TWENTY-NINE


“MATTHEW, no doubt,” Faith said as Mike pulled her to her feet.

“What do you mean?”

“See those spires on top of the tower? Each represents the writers of one of the Gospels. Mark, John, Luke. This one must be Matthew,” she said, nervously trying to defuse the tension of the frightening near miss. “He’d be the first to tumble at the idea of a woman running this place.”

I’m sure Mike made that connection to the stained-glass window of Matthew and the winged figure in the old Fordham church even faster than I did. “Good to know.”

Staff and students spilled out of every doorway and came running to see if Faith was all right. Someone had summoned the janitor, who tried to push all the bystanders out of the way and see what the property damage was.

Mike was scanning the rooftop from where we stood to check whether anyone was there. “If you’re okay, I’m going to take a run up to see what happened.”

“No, no. Please don’t. It’s just one of the problems we’re having with the infrastructure. We’re old, Mike, and we’re literally crumbling. That’s part of the trouble with this place.”

Faith kept glancing over our shoulders, as though looking for someone in particular. “Why don’t the two of you go inside? Just use that entrance behind me before the crowd breaks up. I’ll join you as soon as I explain things to the dean of faculty.”

I took Faith’s direction and didn’t look back until I pulled open the heavy door. A man with a severe mien and pinched expression had approached her, causing the remaining students to take their leave. Mike followed me through the doorway, then charged up the flight of stairs that appeared to lead to the tower that dominated the rest of the interior campus.

The small chapel was off to my right. I let myself into the dark, cool chamber, silent as a tomb. The faint smell of incense hung over the room, and I walked around, studying the painted icons that hung on the walls.

Faith arrived before Mike. “Lovely, aren’t they? The priest’s wife made them. We use this for our Greek Orthodox services.”

“Greek Orthodox, at Union?”

“Yes, we’ve got a lot of diversity among our students and in our programs.”

She was shivering, and saw that I was watching her try to still the movement of her hands. “Why don’t we sit?”

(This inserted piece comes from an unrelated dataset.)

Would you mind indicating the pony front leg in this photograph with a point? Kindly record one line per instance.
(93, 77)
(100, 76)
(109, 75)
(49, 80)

“Are you sure you’re all right, Faith?”

“I will be. It’s not the falling statuary that scares me, Alex. There are faculty members — and trustees — who don’t want me to take the next step here. I’m not usually high-strung, but the politics, the backstabbing that seems to be going on, has unnerved me. Where’s Mike?”

“I don’t know. He probably—”

“I hope he’s not wasting his time on the roof,” she said, now wringing her hands. “That will only make them more unhappy.”

“Who are ‘they,’ Faith? Tell me about all this.” I sat on a long wooden bench against the wall, and she sat opposite me, at the end of one of the pews. I wanted to get a sense of the dynamic we’d just witnessed and then move on to discuss the more urgent questions I had about Ursula Hewitt.

“Some of the people in administration — not all of them — but there are some who don’t want to see me promoted. Did Justin tell you that I’m in line to be president?”

“Yes, he did. Is it fair to assume that the man who just came to assist you in the courtyard isn’t one of your supporters?”

“Mrs. Danvers?” Faith laughed. “That’s what I call him. Do you know who that is?”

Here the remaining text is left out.